Transportation issues

It was that inconsistency that some board members said gave them pause, and raised doubts about the school transportation system as it currently stands.

“This report highlights to me that even with the current bus runs as they are, we still have some transportation issues that we’re trying to resolve,” said Stamatis.

All of the bell-time scenarios the board looked at that would have moved the schools back to a three-tier bus system came with an additional cost.

“When we went to the four-tier system, we locked ourselves into a really difficult position,” said board member Fran Walton. “It was done with an immediate cost savings… with no thought to anything down the road.”


Danbury Road resident Lisa Moore said the schools needed to focus on asbestos removal at Scotland and the removal of underground oil storage tanks at Veterans Park Elementary and East Ridge Middle School — both projects included in the board’s capital improvements request.

Moore called the start times project “fiscally irresponsible.”

“Any money allocated to school start times will be money cut from our teachers,” said Moore.

But not all were against the change.

“We need to move forward with this,” said Jessica Mancini, the current vice chairwoman of the Ridgefield Board of Finance.

“[The] extra hour of sleep is invaluable,” said Louzette Dovaras, a Barrack Hill Road resident. She argued that the board’s “investments in other areas” will not get their “return on investment” if kids aren’t getting adequate sleep.

Sandra Mahoney of Wild Turkey Court asked everyone opposed to later start times to stand and show the board where the majority of Ridgefield parents — and taxpayers — stood on the issue. Forty six residents followed that request and rose up in front of the Board of Education and district administrators.

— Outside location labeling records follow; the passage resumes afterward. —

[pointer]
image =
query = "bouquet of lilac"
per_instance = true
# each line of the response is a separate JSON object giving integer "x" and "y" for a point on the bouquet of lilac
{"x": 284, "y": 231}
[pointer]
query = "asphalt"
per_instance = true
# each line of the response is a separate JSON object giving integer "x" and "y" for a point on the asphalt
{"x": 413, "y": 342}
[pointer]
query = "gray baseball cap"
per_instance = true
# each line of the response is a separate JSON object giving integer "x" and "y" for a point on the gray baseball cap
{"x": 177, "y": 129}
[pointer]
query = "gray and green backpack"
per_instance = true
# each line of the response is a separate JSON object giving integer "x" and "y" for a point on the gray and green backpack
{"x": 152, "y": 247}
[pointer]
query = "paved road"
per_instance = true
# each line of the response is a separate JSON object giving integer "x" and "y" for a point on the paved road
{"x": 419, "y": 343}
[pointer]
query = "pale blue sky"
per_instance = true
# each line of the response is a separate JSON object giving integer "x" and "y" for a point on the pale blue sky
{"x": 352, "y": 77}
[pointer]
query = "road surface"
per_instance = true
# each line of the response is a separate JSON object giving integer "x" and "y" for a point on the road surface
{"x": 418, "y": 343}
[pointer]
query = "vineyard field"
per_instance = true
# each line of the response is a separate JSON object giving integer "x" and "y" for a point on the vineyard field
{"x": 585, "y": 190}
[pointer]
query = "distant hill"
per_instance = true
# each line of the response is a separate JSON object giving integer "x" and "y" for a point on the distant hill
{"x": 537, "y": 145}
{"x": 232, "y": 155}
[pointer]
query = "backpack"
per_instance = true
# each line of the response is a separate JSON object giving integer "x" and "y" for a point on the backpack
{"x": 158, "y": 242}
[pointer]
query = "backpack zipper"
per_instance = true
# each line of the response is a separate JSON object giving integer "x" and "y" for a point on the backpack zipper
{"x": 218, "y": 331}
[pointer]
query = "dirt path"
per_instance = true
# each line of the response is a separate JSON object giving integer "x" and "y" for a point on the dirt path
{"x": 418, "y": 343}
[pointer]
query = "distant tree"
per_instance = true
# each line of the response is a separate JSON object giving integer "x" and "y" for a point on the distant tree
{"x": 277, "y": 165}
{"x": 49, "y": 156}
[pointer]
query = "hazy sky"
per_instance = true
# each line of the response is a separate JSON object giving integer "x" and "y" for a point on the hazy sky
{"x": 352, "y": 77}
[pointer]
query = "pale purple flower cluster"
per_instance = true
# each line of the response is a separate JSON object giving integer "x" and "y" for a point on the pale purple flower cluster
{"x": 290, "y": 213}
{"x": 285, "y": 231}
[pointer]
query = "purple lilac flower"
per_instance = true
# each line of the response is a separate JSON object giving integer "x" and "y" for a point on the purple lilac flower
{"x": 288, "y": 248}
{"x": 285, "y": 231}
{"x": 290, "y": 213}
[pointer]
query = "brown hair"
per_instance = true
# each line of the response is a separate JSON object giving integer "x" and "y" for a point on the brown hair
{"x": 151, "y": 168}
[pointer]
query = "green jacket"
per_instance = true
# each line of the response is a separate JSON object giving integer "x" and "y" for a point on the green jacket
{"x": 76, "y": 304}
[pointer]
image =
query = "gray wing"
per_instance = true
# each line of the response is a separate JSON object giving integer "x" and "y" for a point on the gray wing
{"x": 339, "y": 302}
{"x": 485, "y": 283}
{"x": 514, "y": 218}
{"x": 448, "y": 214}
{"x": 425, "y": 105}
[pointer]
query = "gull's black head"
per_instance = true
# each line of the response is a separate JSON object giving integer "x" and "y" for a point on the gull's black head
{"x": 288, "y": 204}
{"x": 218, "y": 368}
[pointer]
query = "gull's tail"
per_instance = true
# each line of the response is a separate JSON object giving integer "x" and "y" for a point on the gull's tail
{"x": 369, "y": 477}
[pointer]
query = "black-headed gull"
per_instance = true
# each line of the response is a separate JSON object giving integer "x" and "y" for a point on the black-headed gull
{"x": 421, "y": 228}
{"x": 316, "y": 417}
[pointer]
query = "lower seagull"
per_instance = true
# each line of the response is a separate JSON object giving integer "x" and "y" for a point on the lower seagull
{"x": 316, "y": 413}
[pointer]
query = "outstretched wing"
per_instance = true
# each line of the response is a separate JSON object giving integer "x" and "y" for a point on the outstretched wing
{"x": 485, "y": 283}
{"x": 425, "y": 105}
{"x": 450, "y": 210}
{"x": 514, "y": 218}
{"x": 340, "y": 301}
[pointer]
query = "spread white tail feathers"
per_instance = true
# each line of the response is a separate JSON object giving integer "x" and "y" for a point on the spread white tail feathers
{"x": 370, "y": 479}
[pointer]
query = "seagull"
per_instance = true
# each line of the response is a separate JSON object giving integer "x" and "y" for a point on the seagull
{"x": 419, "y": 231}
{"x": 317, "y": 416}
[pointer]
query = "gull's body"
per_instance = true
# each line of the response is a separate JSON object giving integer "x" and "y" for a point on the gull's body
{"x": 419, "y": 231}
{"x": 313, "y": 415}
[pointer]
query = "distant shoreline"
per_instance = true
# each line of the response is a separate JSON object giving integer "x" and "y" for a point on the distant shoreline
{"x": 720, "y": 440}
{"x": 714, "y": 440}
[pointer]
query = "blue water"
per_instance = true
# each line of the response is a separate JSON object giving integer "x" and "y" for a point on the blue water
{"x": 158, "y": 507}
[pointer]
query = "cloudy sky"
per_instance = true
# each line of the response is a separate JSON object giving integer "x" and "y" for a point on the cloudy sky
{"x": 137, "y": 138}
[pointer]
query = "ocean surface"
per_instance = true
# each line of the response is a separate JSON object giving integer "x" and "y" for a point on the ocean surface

“I ask the Board of Education to make a motion to rescind the approval of the the former superintendent’s recommendation to change school start times for the 2019-20 school year” Mahoney said. “In the interest of time, so you can proceed with the actual business of your meeting, I ask all those here who are in support of this statement to stand and be counted for the public record.”

Editor's note: an earlier version of this story attributed Kerry Knop as the speaker who asked parents to stand in support of rescinding the vote on later start times. It was Sandra Mahoney. This story has been updated.